New York, New York 10010 USA\\
http://math.baruch.cuny.edu/$\sim$apter\\
awabb@cunyvm.cuny.edu}
\date{December 2, 1999\\
(revised November 26, 2000 and February 7, 2001)}
\begin{document}
\maketitle
\begin{abstract}
We show how the forcing of \cite{AS97b} can be
iterated so as to get a model containing
supercompact cardinals in which every
measurable cardinal $\gd$ is $\gd^+$
supercompact.
We then apply this iteration to prove
three additional theorems concerning
the structure of the class of
supercompact cardinals.
\end{abstract}
\baselineskip=24pt
\section{Introduction and Preliminaries}\label{s1}
Since currently there is no inner model theory
pertaining to supercompactness, any results
concerning the structure of the class of
supercompact cardinals have been obtained, and
continue to be obtained, via forcing.
Examples include the theorems proven in
\hbox{\cite{Me}, \cite{Ma}, \cite{KM},
\cite{A97}, \cite{AS97a}, \cite{AS97b},
and \cite{A}}.
The purpose of this paper is to
continue in this same vein.
We show how to
iterate the forcing of \cite{AS97b}
to prove four new theorems concerning the
structure of the class of supercompact cardinals.
Specifically, we prove the following theorems.
\begin{theorem}\label{t1}
Suppose $V \models {\rm ZFC}$, and suppose
${\mathfrak K} \subseteq V$ is so that
${\mathfrak K} \neq \emptyset$ is the
(possibly proper) class of supercompact cardinals.
There is then a partial ordering
$\FP \subseteq V$ with $V^\FP \models
``$ZFC + The only supercompact cardinals are
the elements of ${\mathfrak K}$ + Every measurable
cardinal $\gd$ is $\gd^+$ supercompact''.
\end{theorem}
\begin{theorem}\label{t2}
Suppose $V \models {\rm ZFC}$, and suppose
${\mathfrak K} \subseteq V$ is so that
${\mathfrak K} \neq \emptyset$ is the
(possibly proper) class of supercompact cardinals.

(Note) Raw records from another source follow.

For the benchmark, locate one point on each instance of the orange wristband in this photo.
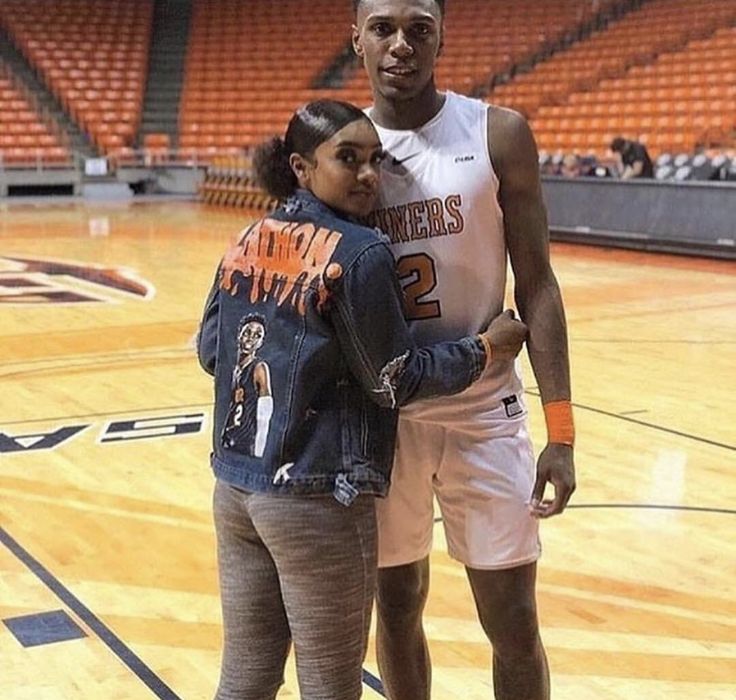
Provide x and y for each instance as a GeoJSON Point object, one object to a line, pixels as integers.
{"type": "Point", "coordinates": [488, 348]}
{"type": "Point", "coordinates": [560, 426]}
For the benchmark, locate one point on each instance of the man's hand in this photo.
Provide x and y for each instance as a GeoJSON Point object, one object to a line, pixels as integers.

There is then a partial ordering
$\FP \subseteq V$ with $V^\FP \models
``$ZFC +
The only supercompact cardinals are the
elements of ${\mathfrak K}$ +
The supercompact and strongly compact
cardinals coincide precisely, except at
measurable limit points + Every measurable
cardinal $\gd$ is $\gd^+$ supercompact''.
\end{theorem}
\begin{theorem}\label{t3}
Suppose $V \models ``$ZFC + GCH +
$\gk$ is both $\gk^{+2}$ supercompact
and a limit of supercompact cardinals''.
There is then a partial ordering
$\FP \in V$ so that
$V^\FP \models ``$ZFC + Every measurable
cardinal $\gd$ is $\gd^+$ supercompact +
The least
measurable limit of strongly compact
cardinals $\gk_0$ is $\gk^+_0$ supercompact +
The least measurable limit of supercompact
cardinals $\gk_1$ is $\gk^+_1$ supercompact''.
\end{theorem}
\begin{theorem}\label{t4}
Suppose $V \models ``$ZFC + $\gk$ is
supercompact + No cardinal $\gl > \gk$
is measurable".
There is then a partial ordering
$\FP \in V$ so that
$V^\FP \models ``$ZFC + $\gk$ is
supercompact +
No cardinal $\gl > \gk$ is measurable +
For all regular cardinals $\gd < \gl < \gk$,
$\gd$ is $\gl$ strongly compact iff
$\gd$ is $\gl$ supercompact + Every measurable
cardinal $\gd$ is $\gd^+$ supercompact''.
\end{theorem}
We take this opportunity to make some
remarks concerning the above four theorems.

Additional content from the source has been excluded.